Em casa onde não há pão…

Um dos assuntos mais falados na imprensa nestes últimos meses tem sido o tema da educação e das medidas tomadas pelo Ministério da Educação e Ciência inseridos num programa de reformulação de programas, revisão de processos e tomadas de decisão financeiras que têm implicações no status quo das últimas três décadas.
Pode concordar-se ou discordar-se. Mas todos temos a noção de que a área da educação e da saúde são as que maiores custos representam para os cofres do estado. E ao dizer isto estamos logo a incorrer num primeiro erro: o “estado” não tem cofres. Aliás o “estado” nem sequer tem dinheiro. O dinheiro é nosso, de todos os que contribuímos com a nossa parte para o custo global do país.
E é aqui que reside o busílis. É aqui que as opiniões divergem: para um lado vão as daqueles que têm uma agenda ( como se diz agora) filtrada por objetivos ideológicos partidários; para o outro vão aqueles cujos objetivos ideológicos não estão consoantes com a mesma agremiação política.
E sobram apenas aqueles que de facto tentam ser isentos e apenas pensam pela sua cabeça. Mas esses têm dificuldade em falar, pois têm sempre tendência para serem apelidados de adeptos da ideologia contrária. Na realidade estão apenas a dar a sua opinião independente de ideologias formatadas. Estão apenas a opor-se a uma formatação acrítica.
Ah, e estava a esquecer-me de que há “os outros”, infelizmente a maior parte, que pertencem àquele “clube acéfalo”, que dizem mal de tudo e de todos, mas que depois, em dia de votação, vão para a praia, pois não têm pachorra de aturar a política e os políticos. Enfim, apenas merecemos ( todos) o país que temos. E só nos podemos culpar a nós próprios enquanto povo.
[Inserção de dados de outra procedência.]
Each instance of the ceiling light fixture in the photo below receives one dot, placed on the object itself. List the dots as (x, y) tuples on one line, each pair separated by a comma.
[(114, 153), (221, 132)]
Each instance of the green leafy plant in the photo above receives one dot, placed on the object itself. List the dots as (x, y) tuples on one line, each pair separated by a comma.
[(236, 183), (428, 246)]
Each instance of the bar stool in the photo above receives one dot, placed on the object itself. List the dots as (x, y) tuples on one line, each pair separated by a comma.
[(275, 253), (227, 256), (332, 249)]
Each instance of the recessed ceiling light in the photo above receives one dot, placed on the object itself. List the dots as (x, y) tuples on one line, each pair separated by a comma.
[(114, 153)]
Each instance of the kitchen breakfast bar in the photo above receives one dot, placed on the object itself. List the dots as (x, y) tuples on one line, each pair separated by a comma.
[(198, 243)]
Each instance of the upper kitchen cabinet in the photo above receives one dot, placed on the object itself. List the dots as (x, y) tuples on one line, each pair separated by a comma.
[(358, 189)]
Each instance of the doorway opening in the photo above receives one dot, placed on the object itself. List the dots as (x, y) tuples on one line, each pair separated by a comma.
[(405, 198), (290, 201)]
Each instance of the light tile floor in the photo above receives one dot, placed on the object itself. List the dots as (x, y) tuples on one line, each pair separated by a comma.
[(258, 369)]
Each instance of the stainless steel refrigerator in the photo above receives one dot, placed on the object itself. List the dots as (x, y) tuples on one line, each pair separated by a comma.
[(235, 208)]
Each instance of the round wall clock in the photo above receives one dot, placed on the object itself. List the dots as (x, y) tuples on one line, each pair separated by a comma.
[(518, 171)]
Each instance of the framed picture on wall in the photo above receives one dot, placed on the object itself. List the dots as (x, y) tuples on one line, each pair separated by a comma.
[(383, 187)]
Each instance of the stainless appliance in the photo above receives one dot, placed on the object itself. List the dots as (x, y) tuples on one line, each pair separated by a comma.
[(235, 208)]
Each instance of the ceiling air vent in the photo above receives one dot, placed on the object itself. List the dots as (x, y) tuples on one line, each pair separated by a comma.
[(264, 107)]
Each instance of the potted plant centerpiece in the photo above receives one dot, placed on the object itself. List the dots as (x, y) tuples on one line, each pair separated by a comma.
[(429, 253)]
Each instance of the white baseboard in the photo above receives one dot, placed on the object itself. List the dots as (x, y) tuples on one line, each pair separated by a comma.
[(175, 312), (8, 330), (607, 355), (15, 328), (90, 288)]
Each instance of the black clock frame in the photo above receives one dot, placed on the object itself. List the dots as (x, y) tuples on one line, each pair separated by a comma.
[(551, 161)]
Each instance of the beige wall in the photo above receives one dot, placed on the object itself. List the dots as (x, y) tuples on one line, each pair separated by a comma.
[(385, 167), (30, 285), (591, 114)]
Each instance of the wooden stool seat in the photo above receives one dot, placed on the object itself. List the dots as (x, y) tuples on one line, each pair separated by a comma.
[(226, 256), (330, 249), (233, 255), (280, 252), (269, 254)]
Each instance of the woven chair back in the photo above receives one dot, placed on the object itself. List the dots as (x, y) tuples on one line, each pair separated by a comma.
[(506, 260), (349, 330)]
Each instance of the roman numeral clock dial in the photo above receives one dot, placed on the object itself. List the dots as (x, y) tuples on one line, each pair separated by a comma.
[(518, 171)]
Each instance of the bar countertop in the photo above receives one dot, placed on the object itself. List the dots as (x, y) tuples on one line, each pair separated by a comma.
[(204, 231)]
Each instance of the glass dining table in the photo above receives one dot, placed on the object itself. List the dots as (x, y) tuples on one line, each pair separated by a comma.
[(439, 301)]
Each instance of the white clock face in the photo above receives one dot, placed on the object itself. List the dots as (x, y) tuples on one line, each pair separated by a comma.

E era aqui que eu queria chegar: há um blog muito conhecido pelas suas posições políticas sobre a educação desde 2010, mas que me tem vindo a desiludir devido ao facto de não conseguir deitar fora os “filtros” que usou durante vários meses contra o governo anterior. Pensava eu na altura que a sua “agenda” não era política. No entanto, ao visitarmos o blog hoje em dia, parece-nos uma página satélite do ministério da educação, tal é a semelhança de ideias, posições, opiniões, pontos de vista e decisões desejadas.
E para o comprovar queria apenas chamar a atenção para os três postes seguintes, publicados pela mesma pessoa apenas com dois anos de diferença e cujo contexto apenas se diferencia por terem sido publicados com diferentes governos do país: o de Sócrates e o de Passos Coelho.
http://www.profblog.org/2010/05/criacao-de-mega-agrupamentos-de-escolas.html
http://www.profblog.org/2012/06/maneira-mais-facil-de-deminuir.html
http://www.profblog.org/2012/06/uma-verdade-duas-teses-por-provar.html

Após a leitura destes postes, cada pessoa deve assumir as suas conclusões. E não quero com isto dizer que defendo as medidas do ministério. Apenas considero que as há boas e as há más.
Mas também considero que, quando não há dinheiro e há aperto orçamental, há que tomar decisões e arrumar a casa. Quem tem essa responsabilidade é sempre mal visto por aqueles que não estão preocupados com a origem do dinheiro. Apenas querem ver o seu problema resolvido. E, nesta perspetiva, eu tenho um “defeito”: sou responsável pedagógico de uma escola privada. Aqui o dinheiro que se gasta é pago pelos utentes. E sem dinheiro não há luxos. E sem dinheiro, os funcionários (todos) poderão ficar sem os seus empregos. Porque nós não trabalhamos com “rede”.
O problema é que, em termos de país, a resolução do problema de alguns tem implicações no agravamento do problema de todos. Porque, na realidade, os custos da educação pública também são pagos pelos professores e famílias do particular.
Importaria assim que quem tão duramente critica as decisões ministeriais dê a sua opinião sobre a melhor forma de resolver os problemas financeiros do país, sem olhas apenas para o seu quintal.
E, por último, importaria também que não fossem “vira-casacas” e tivessem uma maior consistência na opinião.